Overheard via Twitter and Donncha today: the British Prime Minister’s office has recently launched its official site, number10.gov.uk. The site reportedly runs on WordPress, and the blog format was intentional on the design team’s part.
The site aims to bring interactivity to governance, by allowing readers to field questions and submit electronic petitions to the Prime Minister’s office.
Our new site aims to keep you up to date with all of the developments of the PM’s activities through news stories, videos, Flickr images and our Twitter channel.
There are also plenty of interactive features available, including the opportunity to post your video questions directly to the PM, submit e-petitions and take part in webchats with ministers.
Readers reported slow loading and a few errors during the first few hours of operation, but that was attributed to traffic spikes; the caching plugin supposedly did its job in optimizing for speed once the static files were in place.
J. Angelo Racoma is a technology journalist for CMSWire and TFTS. A former editor at Splashpress Media, The Blog Herald and Performancing, he now does consultancy work through WorkSmartr.com. Follow him at racoma.net and on Twitter.
It’s worse than that.
The site has BASIC accessibility errors and is riddled with invalid mark-up and it’s certainly not anywhere near acheiving a WCAG-aa pass (including manual checks).
That Accessibility page does nothing for the user other than repeat the usual “offer the basic facts regarding an initiative while failing to fully implement them with any understanding of the underlying principles – all likely of NO VALUE to the user or at best, offering what they already know (such as text resizing – oh dear!).
This deployment (using WordPress) has been rolled out bereft of any meaningful testing – and I’m still trying to work out why the breadcrumb offer me “Home is greater than Footer is greater than Accessibility”. And how does Footer work as a directory? And god help those on 800px monitors – OK, the percentage of users on these is decreasing, but you still have to cater for it!

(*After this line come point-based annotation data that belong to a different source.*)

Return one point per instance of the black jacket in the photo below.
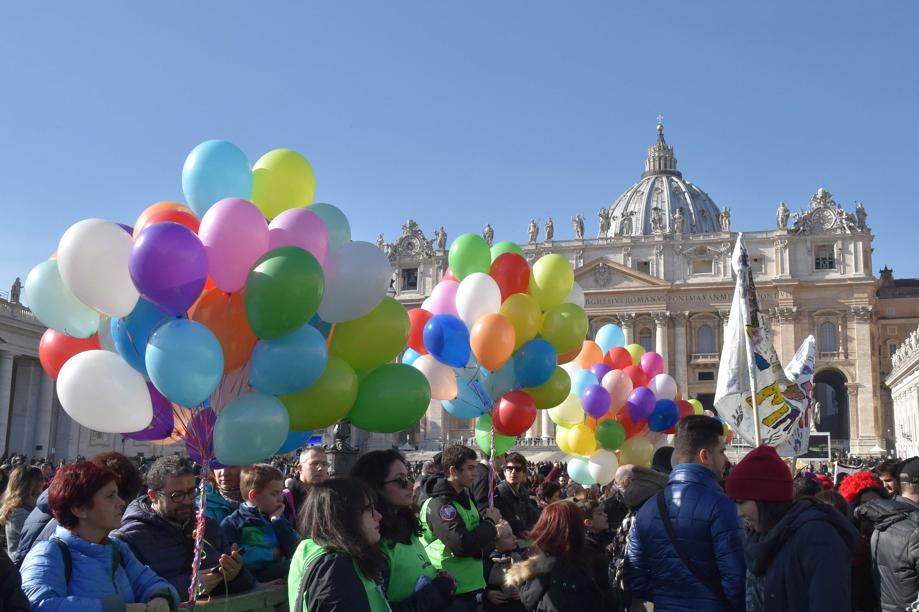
(516, 507)
(894, 549)
(454, 535)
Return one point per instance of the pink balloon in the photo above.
(652, 363)
(443, 298)
(303, 228)
(235, 234)
(619, 386)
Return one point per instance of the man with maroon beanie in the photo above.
(795, 549)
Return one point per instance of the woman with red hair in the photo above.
(557, 576)
(80, 568)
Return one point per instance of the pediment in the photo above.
(603, 273)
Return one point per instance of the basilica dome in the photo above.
(663, 202)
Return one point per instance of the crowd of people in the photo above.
(462, 533)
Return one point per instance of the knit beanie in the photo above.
(760, 476)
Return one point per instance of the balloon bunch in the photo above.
(491, 335)
(621, 405)
(238, 323)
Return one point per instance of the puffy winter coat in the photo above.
(894, 549)
(92, 587)
(169, 549)
(711, 534)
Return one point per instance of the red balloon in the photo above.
(514, 413)
(56, 348)
(512, 273)
(638, 376)
(618, 358)
(418, 318)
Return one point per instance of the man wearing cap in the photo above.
(895, 541)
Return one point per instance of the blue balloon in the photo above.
(447, 340)
(610, 336)
(130, 334)
(290, 363)
(535, 362)
(581, 379)
(295, 440)
(185, 362)
(214, 170)
(665, 415)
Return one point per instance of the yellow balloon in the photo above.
(524, 314)
(636, 351)
(282, 179)
(637, 451)
(568, 413)
(551, 280)
(582, 440)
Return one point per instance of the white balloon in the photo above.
(602, 465)
(99, 390)
(356, 278)
(576, 295)
(93, 257)
(441, 377)
(477, 296)
(663, 386)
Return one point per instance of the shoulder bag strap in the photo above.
(713, 585)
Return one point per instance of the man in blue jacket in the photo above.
(702, 567)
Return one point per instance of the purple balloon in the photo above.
(600, 370)
(163, 422)
(596, 401)
(169, 266)
(641, 403)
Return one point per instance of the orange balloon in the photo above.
(169, 216)
(225, 315)
(590, 354)
(492, 340)
(159, 207)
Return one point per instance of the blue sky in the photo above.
(460, 113)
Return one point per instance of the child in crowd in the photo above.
(265, 538)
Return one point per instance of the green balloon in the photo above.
(374, 339)
(483, 437)
(469, 253)
(610, 434)
(392, 398)
(564, 327)
(505, 246)
(283, 291)
(324, 402)
(552, 392)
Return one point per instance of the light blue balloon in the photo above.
(55, 305)
(468, 404)
(581, 379)
(335, 221)
(409, 356)
(131, 333)
(290, 363)
(214, 170)
(609, 337)
(250, 429)
(185, 362)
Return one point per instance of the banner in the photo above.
(748, 360)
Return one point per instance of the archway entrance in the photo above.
(830, 391)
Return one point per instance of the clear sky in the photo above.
(460, 113)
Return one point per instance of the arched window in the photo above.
(829, 341)
(705, 339)
(645, 339)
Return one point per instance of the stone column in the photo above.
(6, 399)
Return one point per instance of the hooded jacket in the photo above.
(169, 548)
(894, 549)
(709, 529)
(805, 561)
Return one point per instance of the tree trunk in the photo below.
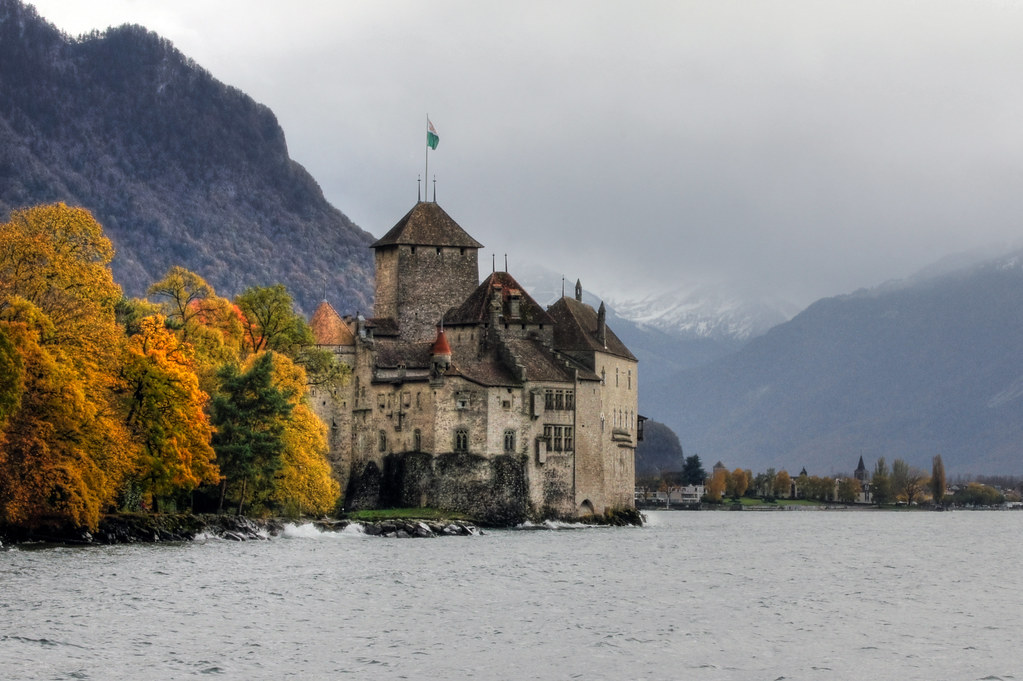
(241, 499)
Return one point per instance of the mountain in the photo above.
(179, 168)
(704, 313)
(931, 365)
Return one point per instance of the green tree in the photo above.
(938, 480)
(900, 475)
(717, 485)
(783, 485)
(184, 297)
(881, 488)
(693, 471)
(848, 490)
(250, 414)
(166, 412)
(270, 321)
(737, 484)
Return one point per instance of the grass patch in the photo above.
(376, 514)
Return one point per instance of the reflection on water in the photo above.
(709, 595)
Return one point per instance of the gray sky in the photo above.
(786, 148)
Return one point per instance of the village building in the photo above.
(471, 396)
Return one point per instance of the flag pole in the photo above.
(427, 174)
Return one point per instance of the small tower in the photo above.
(441, 354)
(426, 265)
(860, 472)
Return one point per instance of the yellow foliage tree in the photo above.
(303, 483)
(65, 448)
(166, 412)
(783, 485)
(717, 485)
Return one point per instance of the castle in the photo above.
(472, 397)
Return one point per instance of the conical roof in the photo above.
(427, 224)
(328, 328)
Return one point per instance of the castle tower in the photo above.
(426, 265)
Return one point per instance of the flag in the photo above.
(432, 137)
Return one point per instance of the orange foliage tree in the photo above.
(65, 449)
(166, 412)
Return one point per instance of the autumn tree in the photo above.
(717, 485)
(848, 490)
(938, 480)
(249, 414)
(915, 486)
(900, 474)
(881, 488)
(65, 449)
(304, 483)
(270, 321)
(783, 484)
(183, 294)
(166, 412)
(693, 470)
(738, 483)
(11, 376)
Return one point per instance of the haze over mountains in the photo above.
(183, 170)
(930, 365)
(178, 168)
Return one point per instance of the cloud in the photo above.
(790, 148)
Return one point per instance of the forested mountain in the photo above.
(179, 168)
(933, 365)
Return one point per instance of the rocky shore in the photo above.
(131, 529)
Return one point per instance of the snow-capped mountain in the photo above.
(702, 313)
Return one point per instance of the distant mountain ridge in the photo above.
(930, 365)
(704, 313)
(177, 167)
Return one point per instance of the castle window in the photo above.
(559, 438)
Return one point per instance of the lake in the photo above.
(693, 595)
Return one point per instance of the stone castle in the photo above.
(472, 397)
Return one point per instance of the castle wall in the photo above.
(620, 411)
(415, 285)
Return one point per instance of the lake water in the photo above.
(693, 595)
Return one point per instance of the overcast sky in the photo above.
(786, 148)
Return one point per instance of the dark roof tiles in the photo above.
(427, 224)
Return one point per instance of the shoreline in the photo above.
(139, 529)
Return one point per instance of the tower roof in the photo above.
(328, 328)
(476, 309)
(577, 329)
(427, 224)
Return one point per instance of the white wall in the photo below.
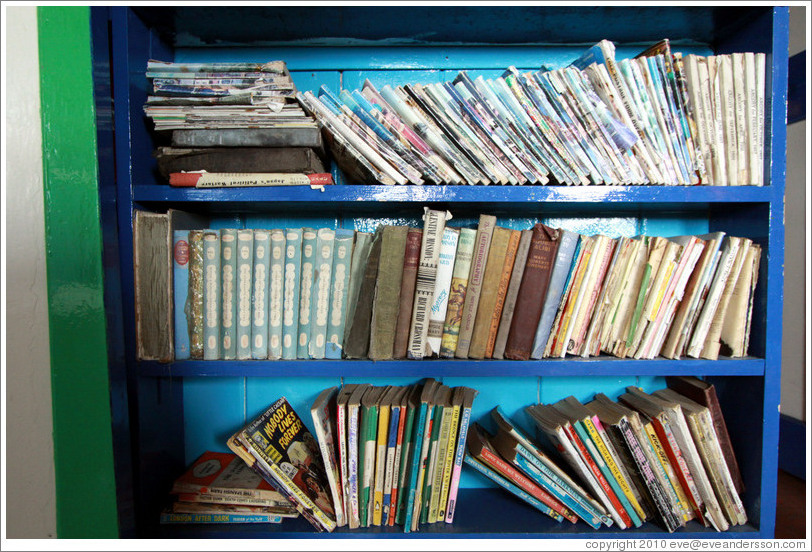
(793, 372)
(30, 497)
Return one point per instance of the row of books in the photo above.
(384, 455)
(219, 487)
(654, 119)
(661, 457)
(489, 292)
(232, 124)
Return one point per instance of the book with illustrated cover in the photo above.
(228, 284)
(324, 422)
(339, 292)
(244, 291)
(320, 295)
(211, 295)
(276, 277)
(282, 445)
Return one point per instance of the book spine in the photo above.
(228, 255)
(504, 483)
(259, 319)
(290, 301)
(411, 261)
(194, 303)
(320, 294)
(245, 269)
(276, 294)
(555, 290)
(442, 286)
(512, 294)
(342, 256)
(531, 293)
(457, 292)
(501, 290)
(180, 283)
(211, 295)
(434, 224)
(225, 517)
(465, 420)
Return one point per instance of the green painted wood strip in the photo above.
(83, 449)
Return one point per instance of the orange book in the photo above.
(501, 291)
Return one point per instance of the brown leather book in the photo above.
(501, 291)
(387, 293)
(489, 292)
(356, 342)
(532, 291)
(704, 393)
(410, 261)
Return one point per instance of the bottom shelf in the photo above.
(481, 513)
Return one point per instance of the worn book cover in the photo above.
(442, 286)
(339, 292)
(279, 440)
(411, 259)
(259, 297)
(356, 338)
(386, 301)
(433, 225)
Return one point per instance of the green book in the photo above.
(367, 446)
(406, 453)
(387, 293)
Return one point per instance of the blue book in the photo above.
(259, 298)
(342, 259)
(275, 294)
(558, 277)
(420, 447)
(505, 484)
(309, 243)
(211, 295)
(290, 301)
(245, 269)
(320, 294)
(228, 281)
(180, 279)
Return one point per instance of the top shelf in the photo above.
(350, 194)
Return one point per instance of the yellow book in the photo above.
(380, 454)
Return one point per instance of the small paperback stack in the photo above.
(660, 456)
(394, 453)
(220, 488)
(657, 119)
(233, 124)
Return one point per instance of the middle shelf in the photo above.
(601, 366)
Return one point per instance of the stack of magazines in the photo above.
(232, 124)
(654, 119)
(663, 457)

When a site such as this fails Guidelines 12.4 and 13.1 (twice), I cringe – BASIC schoolboy errors.
And where’s my VISIBLE ‘skip to content’ link?

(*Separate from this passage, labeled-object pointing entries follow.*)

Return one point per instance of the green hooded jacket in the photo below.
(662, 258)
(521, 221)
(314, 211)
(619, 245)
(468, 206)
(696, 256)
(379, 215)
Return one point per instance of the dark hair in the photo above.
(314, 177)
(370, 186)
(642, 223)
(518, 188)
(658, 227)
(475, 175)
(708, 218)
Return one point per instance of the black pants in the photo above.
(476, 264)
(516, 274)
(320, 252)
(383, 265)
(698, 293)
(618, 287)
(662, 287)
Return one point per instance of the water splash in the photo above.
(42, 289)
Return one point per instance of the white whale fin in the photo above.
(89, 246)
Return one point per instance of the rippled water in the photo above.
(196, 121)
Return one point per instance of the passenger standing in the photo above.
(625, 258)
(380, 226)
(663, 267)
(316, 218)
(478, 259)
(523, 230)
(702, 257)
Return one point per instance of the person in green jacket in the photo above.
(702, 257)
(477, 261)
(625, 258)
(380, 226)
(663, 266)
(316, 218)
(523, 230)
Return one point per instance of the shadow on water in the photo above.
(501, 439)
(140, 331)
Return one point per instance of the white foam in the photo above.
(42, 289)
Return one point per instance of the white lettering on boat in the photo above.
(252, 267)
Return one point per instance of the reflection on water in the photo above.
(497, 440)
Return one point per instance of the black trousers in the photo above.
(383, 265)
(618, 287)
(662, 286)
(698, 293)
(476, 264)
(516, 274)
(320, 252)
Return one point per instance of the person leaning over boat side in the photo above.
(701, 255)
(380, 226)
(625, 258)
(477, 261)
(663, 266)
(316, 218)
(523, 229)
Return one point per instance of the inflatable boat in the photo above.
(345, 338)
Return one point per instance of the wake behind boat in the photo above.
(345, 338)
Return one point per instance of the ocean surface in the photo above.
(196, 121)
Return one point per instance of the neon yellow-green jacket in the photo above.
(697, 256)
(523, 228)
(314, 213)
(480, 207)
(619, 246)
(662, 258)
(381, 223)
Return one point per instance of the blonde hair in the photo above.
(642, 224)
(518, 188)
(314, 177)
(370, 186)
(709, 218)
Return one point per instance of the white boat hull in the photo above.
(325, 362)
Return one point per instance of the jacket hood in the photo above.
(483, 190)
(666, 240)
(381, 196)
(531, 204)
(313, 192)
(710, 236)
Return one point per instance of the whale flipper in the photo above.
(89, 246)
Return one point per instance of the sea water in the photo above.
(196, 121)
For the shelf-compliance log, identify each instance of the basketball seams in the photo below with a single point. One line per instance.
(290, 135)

Lip service only to Accessibility, as usual.
I expect the addition of BETA in the branding is there to fend of any such criticisms but ask yourself;
Why launch a site if you haven’t tested it?
What does slapping a BETA on there say about the owners of the site?
Why wait until the end of the year to fix BASIC problems?
Have they the minerals to submit this site to an accessibility audit?
I wonder what this awful customisation/implementation of WP cost the British tax payer! No more than a couple of grand, I hope but the true cost I wager will be much higher.
No 10, sack the amateurs, hire professionals and stop wasting peoples time and money.
It’s not as awful as you imply, Bob. The vast majority of people aren’t going to actually notice or care about the things you mention, which aren’t really things other huge sites out there don’t break.
Just because it’s a government site doesn’t mean it’s going to be perfect. Indeed, usually they’re crap — at least this is a step in the right direction. I trust you’ve contacted them to let them know of your concerns? Hopefully with less of the emotional clutter you filled your above comment with.
Work is needed, but don’t write it off as a complete waste of time. Technical issues aside, the actual goal of the site is sound and it will probably be a development appreciated by far more people than are pissed off by guidelines 12.4 and 13.1. And do you really care about a few thousand for a website when so many millions are squandered elsewhere? It’s a relative drop in the ocean.
With regards to your 800px point, it might be worth noting that the content is (possibly intentionally) completely visible on 800×600, as is the main navigation. It’s only the peripheral stuff on the side that’s lost on such users, which I think is a perfectly acceptable compromise now they’ve been squeezed down to a ~7% minority.
Granted, technical ways of getting around it do exist (ie: converting from three column to two when on 800×600), but having a horizontal scrollbar is something I’d imagine 800×600 people are now used to.
Sir, granted it’s a step in the right direction (I’m sure Jacob Nielsen wouldn’t agree), yet I stand by my comments and ask, “what about the governments own DDA”? Offer the RNIB (for example) your ‘mitigating circumstances’ and see if they agree with you. I wager that they won’t be so forgiving.